There is a third method of tyre construction, the steel-cord, of which the Michelin “X” is so outstanding as to be on a pedestal of its own.–W.B.
The number of replicas of actual makes of car represented in the miniatures field is now monumental and those who collect comprehensively require extensive storage space for their models.
Meccano Limited have introduced an ambitious car carrier and trailer in the Dinky Supertoys series, which can transport eight Dinky miniature cars on double-deck ramps. Its methods of loading, if not in accord with full-scale procedure, is fascinating, though perhaps more so to children than their elders. Two new Dinky miniatures are the Hudson Hornet saloon and duo-tone Hillman Minx saloon, with realistic wrap-round rear windows and wrap-round screen in the case of the Hornet. No. 175, the Hillman saloon, is 3 9/16 in. long and costs 3s. 3d. inclusive of p.t. The Hudson is No. 174 in the Dinky series, is 4 3/8 in. long, and costs 3s. 6d. Collectors of Dinky miniatures can now obtain, from Meccano Ltd., Binns Road, Liverpool. 13, an annual Collectors’ Licence, like a miniature driver’s licence, in which to list the Dinky toys they own. Those who think model car collection is childish should note that Stirling Moss holds Dinky Toys Collector’s Licence No. 1. Every month he will select a number and the holder of that licence will be entitled to a visit to Meccano Ltd., all expenses paid, in the company of parents.
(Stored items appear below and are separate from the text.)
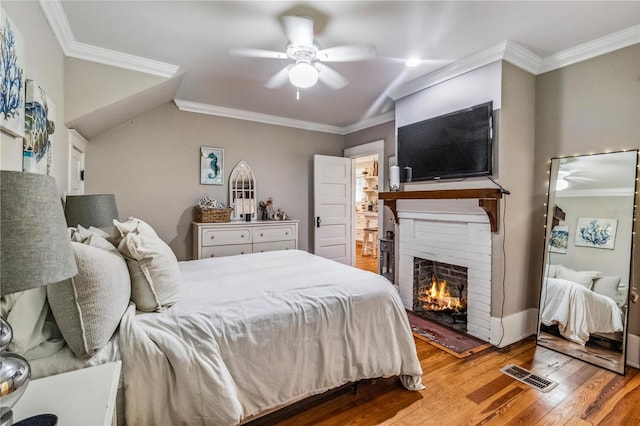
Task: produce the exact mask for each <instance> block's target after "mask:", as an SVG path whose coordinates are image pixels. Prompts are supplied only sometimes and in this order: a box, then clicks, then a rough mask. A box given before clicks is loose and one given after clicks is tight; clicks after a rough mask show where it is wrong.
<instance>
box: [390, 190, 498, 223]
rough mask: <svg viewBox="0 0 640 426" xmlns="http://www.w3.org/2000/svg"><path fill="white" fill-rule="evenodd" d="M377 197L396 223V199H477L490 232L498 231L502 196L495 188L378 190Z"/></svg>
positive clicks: (396, 213)
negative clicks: (499, 202) (490, 224)
mask: <svg viewBox="0 0 640 426" xmlns="http://www.w3.org/2000/svg"><path fill="white" fill-rule="evenodd" d="M378 198H379V199H381V200H383V201H384V205H385V206H388V207H389V208H390V209H391V211H392V212H393V216H394V218H395V220H396V223H398V211H397V209H396V201H397V200H454V199H477V200H478V206H479V207H482V209H483V210H484V211H485V212H486V213H487V216H489V223H490V224H491V232H497V231H498V218H499V215H498V200H499V199H500V198H502V192H501V191H500V190H499V189H496V188H478V189H437V190H427V191H397V192H380V193H378Z"/></svg>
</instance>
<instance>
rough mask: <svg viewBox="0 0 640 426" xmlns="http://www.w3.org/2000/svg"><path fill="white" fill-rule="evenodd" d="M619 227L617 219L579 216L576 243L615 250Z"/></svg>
mask: <svg viewBox="0 0 640 426" xmlns="http://www.w3.org/2000/svg"><path fill="white" fill-rule="evenodd" d="M617 227H618V220H617V219H601V218H593V217H579V218H578V226H577V229H576V242H575V244H576V245H577V246H584V247H595V248H602V249H609V250H613V247H614V243H615V239H616V229H617Z"/></svg>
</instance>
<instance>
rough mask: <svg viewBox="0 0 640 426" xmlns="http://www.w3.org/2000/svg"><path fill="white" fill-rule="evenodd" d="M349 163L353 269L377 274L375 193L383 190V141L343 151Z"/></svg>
mask: <svg viewBox="0 0 640 426" xmlns="http://www.w3.org/2000/svg"><path fill="white" fill-rule="evenodd" d="M344 155H345V157H349V158H351V159H352V161H353V174H352V175H353V194H354V197H353V199H354V205H353V221H352V222H353V223H352V229H353V236H354V237H353V241H352V250H353V266H355V267H356V268H359V269H364V270H367V271H371V272H375V273H378V271H379V268H378V264H379V261H380V259H379V257H380V256H379V247H378V244H379V238H380V236H379V235H378V230H379V229H382V227H381V223H382V222H381V221H382V212H381V211H380V210H379V209H380V208H381V205H380V203H379V200H378V192H379V191H382V190H383V189H384V176H383V175H384V173H383V170H384V168H383V166H382V159H383V156H384V141H383V140H380V141H376V142H371V143H368V144H364V145H359V146H356V147H354V148H349V149H345V152H344Z"/></svg>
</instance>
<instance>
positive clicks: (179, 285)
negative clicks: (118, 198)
mask: <svg viewBox="0 0 640 426" xmlns="http://www.w3.org/2000/svg"><path fill="white" fill-rule="evenodd" d="M114 225H115V226H116V228H117V229H118V230H119V232H120V234H121V239H120V242H119V244H118V251H119V252H120V253H122V254H123V255H124V257H125V259H126V260H127V266H128V268H129V273H130V275H131V300H133V302H134V303H135V304H136V308H137V309H138V310H140V311H144V312H161V311H163V310H165V309H166V308H167V307H169V306H171V305H173V304H174V303H176V301H178V299H179V297H180V289H181V283H182V278H181V276H180V267H179V266H178V259H176V256H175V254H174V253H173V251H172V250H171V248H170V247H169V246H168V245H167V244H166V243H165V242H164V241H162V239H160V237H159V236H158V235H157V234H156V233H155V231H154V230H153V228H151V226H149V225H148V224H147V223H145V222H144V221H142V220H140V219H136V218H129V219H128V220H127V221H126V222H118V221H116V220H114Z"/></svg>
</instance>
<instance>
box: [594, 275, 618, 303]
mask: <svg viewBox="0 0 640 426" xmlns="http://www.w3.org/2000/svg"><path fill="white" fill-rule="evenodd" d="M620 279H621V278H620V277H619V276H605V277H601V278H598V279H596V280H595V281H594V282H593V292H594V293H598V294H601V295H603V296H607V297H610V298H612V299H613V300H615V301H616V303H617V304H620V300H619V299H620V298H619V294H618V288H619V286H620Z"/></svg>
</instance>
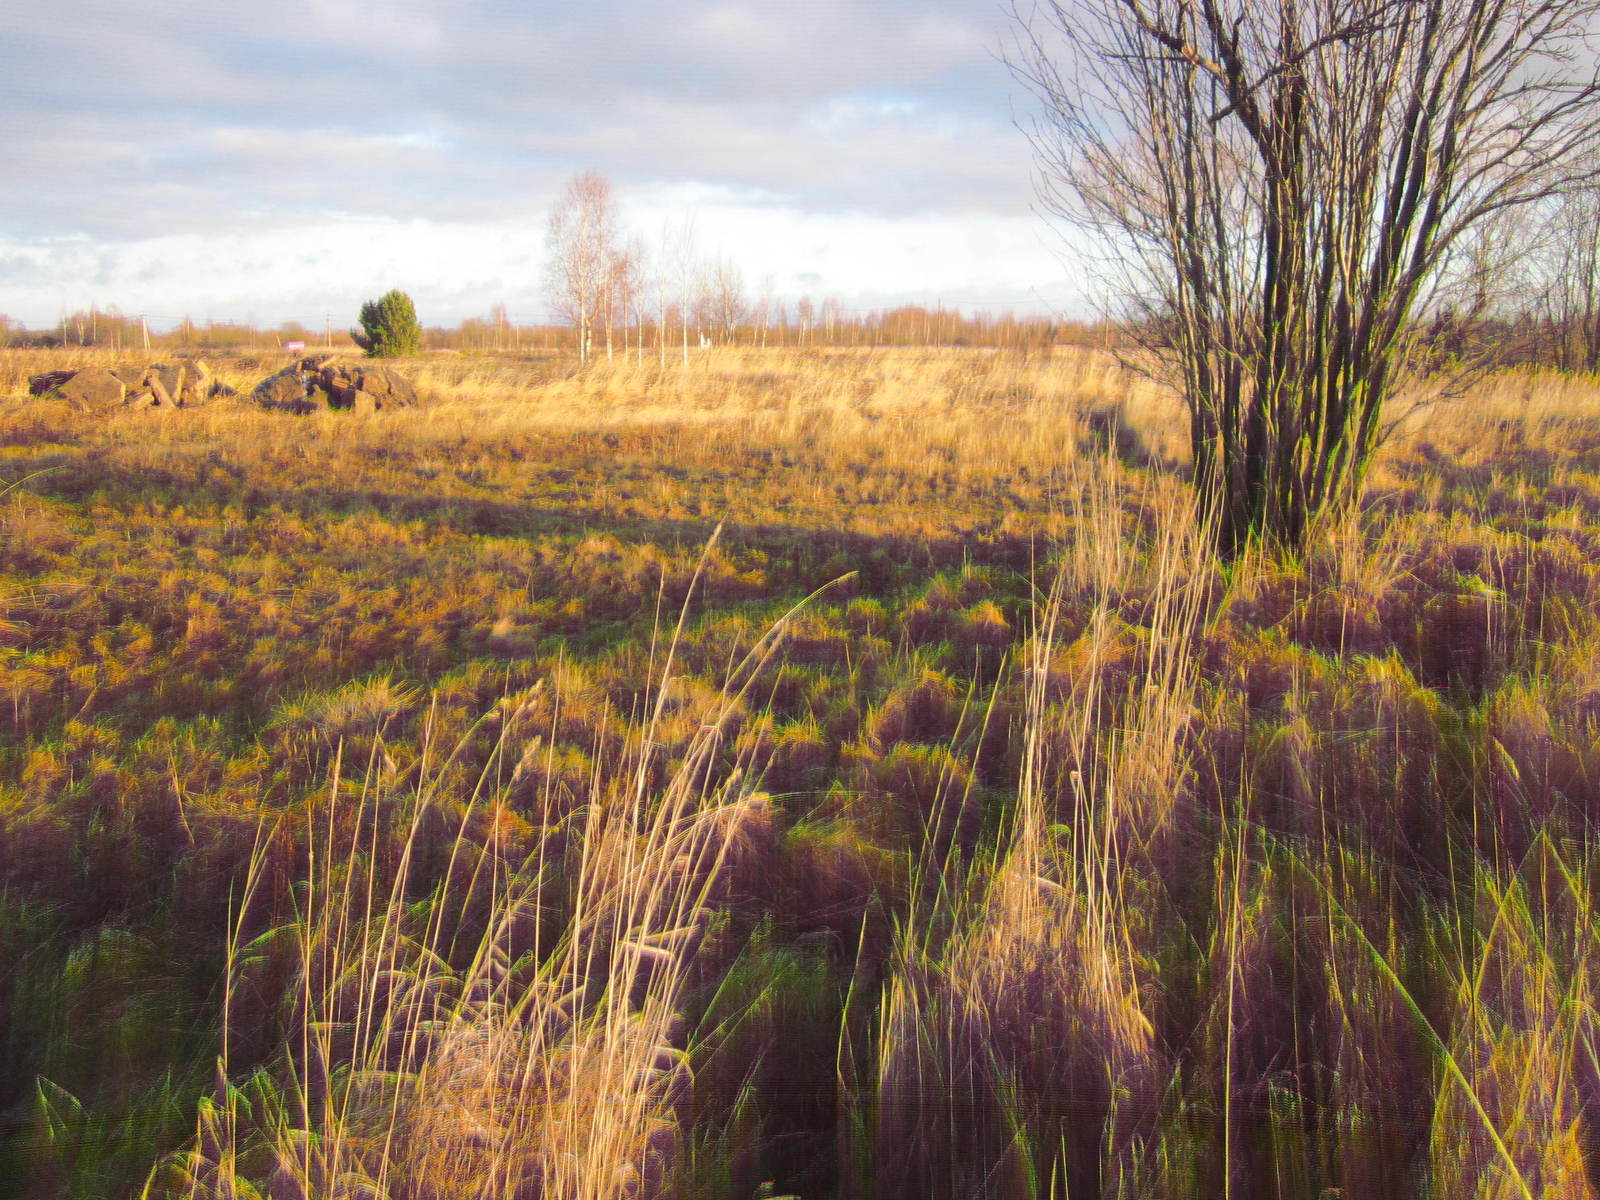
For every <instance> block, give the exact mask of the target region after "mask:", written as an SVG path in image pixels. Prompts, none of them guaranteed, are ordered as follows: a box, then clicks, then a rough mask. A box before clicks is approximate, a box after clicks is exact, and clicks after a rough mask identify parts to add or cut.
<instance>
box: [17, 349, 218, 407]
mask: <svg viewBox="0 0 1600 1200" xmlns="http://www.w3.org/2000/svg"><path fill="white" fill-rule="evenodd" d="M27 392H29V395H59V397H61V398H62V400H66V402H67V403H69V405H72V406H74V408H77V410H78V411H80V413H98V411H104V410H107V408H122V406H152V408H155V406H168V408H192V406H195V405H203V403H210V402H211V400H219V398H222V397H229V395H237V392H234V389H232V387H229V386H227V384H224V382H221V381H218V379H213V378H211V370H210V368H208V366H206V365H205V363H203V362H200V360H198V358H189V360H184V362H181V363H178V365H176V366H168V365H166V363H154V365H150V366H114V368H110V370H107V368H104V366H86V368H82V370H77V371H45V373H43V374H32V376H29V379H27Z"/></svg>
Within two days of the announcement of this Club it had over a thousand members. Readers may care to enrol their children, mentioning MOTOR SPORT when they apply.
Lesney have really excelled themselves with No. 9 in their “Models of Yesteryear” series, this being a splendid 80:1 scale model of a Fowler “Big Lion” showman’s road locomotive. It is complete with canopy supported on twisted brass struts, dynamo, chimney clamped to the roof, tool-boxes, crane and flywheel, this 3 1/4 in. long miniature being beautifully finished in gay colours. The price is a modest 4/9d.
In the realm of larger, and historic, car models a reader showed us recently a fine non-working replica of the 350-h.p. V12 Sunbeam in its 1925 form, with streamlined fairings and long tail, as used by Malcolm Campbell to set the Land Speed Record to over 150 m.p.h. This model is complete even to correctly-disposed instruments, pedals and even the starting-magneto on the cockpit floor, and has exhaust stubs, radiator cowl, and steering connections, correctly detailed, although the steering does not move. The model is about two feet long, of wood and metal. We recall that Leslie Callingham also had one of these Sunbeam models, which were presumably made in some numbers for Campbell or perhaps for one of the petrol companies associated with his record-breaking exploits. Do any others exist?–W. B.